The Finite Cell Method Development in the field of Damage Mechanics

Year: Sept. 2008- Oct. 2015.

Abstract:

In this thesis, the Finite Cell Method (FCM) has been developed for the Lemaitre and a nonlocal integral damage problem. This method is a combination of a fictitious domain approach with higher-order finite elements, adaptive integration, and weak enforcement of the non-conforming essential boundary conditions. This alleviates the urge for boundary conforming meshes that are time-consuming to be generated free of error. For developing the FCM in the fields of damage mechanics, the formulation is implemented in a high-order finite element package tailored for the Finite Cell Method. The advantage of using this code is to access all subroutines and the possibility of changing them where it is necessary.
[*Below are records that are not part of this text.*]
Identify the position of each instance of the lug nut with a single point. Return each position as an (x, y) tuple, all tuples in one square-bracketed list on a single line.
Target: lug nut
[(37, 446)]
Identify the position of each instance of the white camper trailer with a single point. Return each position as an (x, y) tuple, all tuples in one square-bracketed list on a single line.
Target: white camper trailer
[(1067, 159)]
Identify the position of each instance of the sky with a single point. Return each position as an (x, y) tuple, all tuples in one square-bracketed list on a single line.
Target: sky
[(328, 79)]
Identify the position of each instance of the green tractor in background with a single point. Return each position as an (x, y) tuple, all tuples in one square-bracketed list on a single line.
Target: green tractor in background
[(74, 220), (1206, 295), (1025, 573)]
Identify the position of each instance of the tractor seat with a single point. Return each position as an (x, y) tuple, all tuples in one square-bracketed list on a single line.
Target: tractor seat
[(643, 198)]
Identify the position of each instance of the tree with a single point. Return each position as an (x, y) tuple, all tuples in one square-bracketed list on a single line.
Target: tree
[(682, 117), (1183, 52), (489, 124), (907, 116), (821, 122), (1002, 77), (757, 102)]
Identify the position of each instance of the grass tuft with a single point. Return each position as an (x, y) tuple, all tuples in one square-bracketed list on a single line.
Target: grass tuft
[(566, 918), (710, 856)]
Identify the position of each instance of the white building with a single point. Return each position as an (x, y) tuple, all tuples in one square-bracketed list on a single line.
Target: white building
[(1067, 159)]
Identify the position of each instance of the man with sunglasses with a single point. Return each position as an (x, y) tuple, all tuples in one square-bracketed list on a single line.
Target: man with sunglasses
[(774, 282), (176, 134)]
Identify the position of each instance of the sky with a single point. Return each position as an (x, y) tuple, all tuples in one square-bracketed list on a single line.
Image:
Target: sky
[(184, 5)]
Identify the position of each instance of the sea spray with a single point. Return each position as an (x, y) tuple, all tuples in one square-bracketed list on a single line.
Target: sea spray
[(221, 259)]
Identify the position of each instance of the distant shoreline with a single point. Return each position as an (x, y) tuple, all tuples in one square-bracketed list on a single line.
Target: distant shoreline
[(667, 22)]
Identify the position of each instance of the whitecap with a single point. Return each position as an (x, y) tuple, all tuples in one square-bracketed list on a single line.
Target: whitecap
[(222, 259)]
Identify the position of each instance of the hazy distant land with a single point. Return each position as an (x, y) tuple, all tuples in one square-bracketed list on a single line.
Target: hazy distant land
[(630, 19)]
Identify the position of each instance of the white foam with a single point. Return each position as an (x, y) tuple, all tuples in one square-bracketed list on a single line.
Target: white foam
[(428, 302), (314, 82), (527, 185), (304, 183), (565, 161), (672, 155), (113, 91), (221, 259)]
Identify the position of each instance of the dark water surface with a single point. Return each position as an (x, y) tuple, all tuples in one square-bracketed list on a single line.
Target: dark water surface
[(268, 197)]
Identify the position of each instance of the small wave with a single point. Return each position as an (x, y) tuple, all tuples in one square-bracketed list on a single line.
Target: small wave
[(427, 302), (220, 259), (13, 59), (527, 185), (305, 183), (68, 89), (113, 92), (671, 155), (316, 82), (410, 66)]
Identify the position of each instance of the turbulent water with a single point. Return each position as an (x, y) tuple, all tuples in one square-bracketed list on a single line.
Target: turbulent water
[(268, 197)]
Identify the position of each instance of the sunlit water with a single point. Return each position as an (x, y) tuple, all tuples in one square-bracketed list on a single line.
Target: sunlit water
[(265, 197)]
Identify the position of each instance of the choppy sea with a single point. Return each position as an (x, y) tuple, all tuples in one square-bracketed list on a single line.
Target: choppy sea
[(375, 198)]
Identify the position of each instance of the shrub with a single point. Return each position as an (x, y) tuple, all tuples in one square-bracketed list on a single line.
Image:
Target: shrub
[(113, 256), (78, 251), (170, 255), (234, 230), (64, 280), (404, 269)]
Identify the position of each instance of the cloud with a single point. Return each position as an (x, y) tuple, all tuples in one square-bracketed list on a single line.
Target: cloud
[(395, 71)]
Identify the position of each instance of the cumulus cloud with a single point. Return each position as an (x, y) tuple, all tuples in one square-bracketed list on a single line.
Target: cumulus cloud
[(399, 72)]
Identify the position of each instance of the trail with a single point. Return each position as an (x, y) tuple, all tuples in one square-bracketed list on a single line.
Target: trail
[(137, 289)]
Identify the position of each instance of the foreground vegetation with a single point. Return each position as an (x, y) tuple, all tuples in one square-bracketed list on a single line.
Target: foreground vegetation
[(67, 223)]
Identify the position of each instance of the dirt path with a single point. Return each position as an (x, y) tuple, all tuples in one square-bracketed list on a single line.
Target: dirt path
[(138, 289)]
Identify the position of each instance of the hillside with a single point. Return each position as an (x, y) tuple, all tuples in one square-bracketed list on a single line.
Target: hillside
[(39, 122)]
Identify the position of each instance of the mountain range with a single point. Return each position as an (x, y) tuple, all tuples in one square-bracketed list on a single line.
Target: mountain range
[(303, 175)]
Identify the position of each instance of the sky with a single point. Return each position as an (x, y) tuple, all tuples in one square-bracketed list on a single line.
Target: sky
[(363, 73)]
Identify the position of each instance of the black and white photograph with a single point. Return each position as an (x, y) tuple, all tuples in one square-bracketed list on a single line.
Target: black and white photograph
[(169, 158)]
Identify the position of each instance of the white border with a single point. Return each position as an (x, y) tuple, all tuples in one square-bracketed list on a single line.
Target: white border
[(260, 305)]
Besides that the Gauss points are accessible and it facilates the implementation of an integral nonlocal model. The nonlocal ductile damage constitutive model used is a thermodynamically consistent theory of integral type in which the damage variable is integrated over the whole domain.Bench mark 2D and 3D examples are solved to validate the results of the Lemaitre model and a good agreement is obsereved between FCM results and previous researchers’. Experimental tests are performed on AA7075-T6 alloy to validate the result of 3D examples in the nonlocal model. A good agreement of the simulation and experiments has been achieved. Further, the non-local damage model compared to the local models performs better in terms of convergence and numerical stability.
 

Keywords:
The Finite Cell Method, Damage Mechanics, High order finite elements, nonlocal Integral formulation.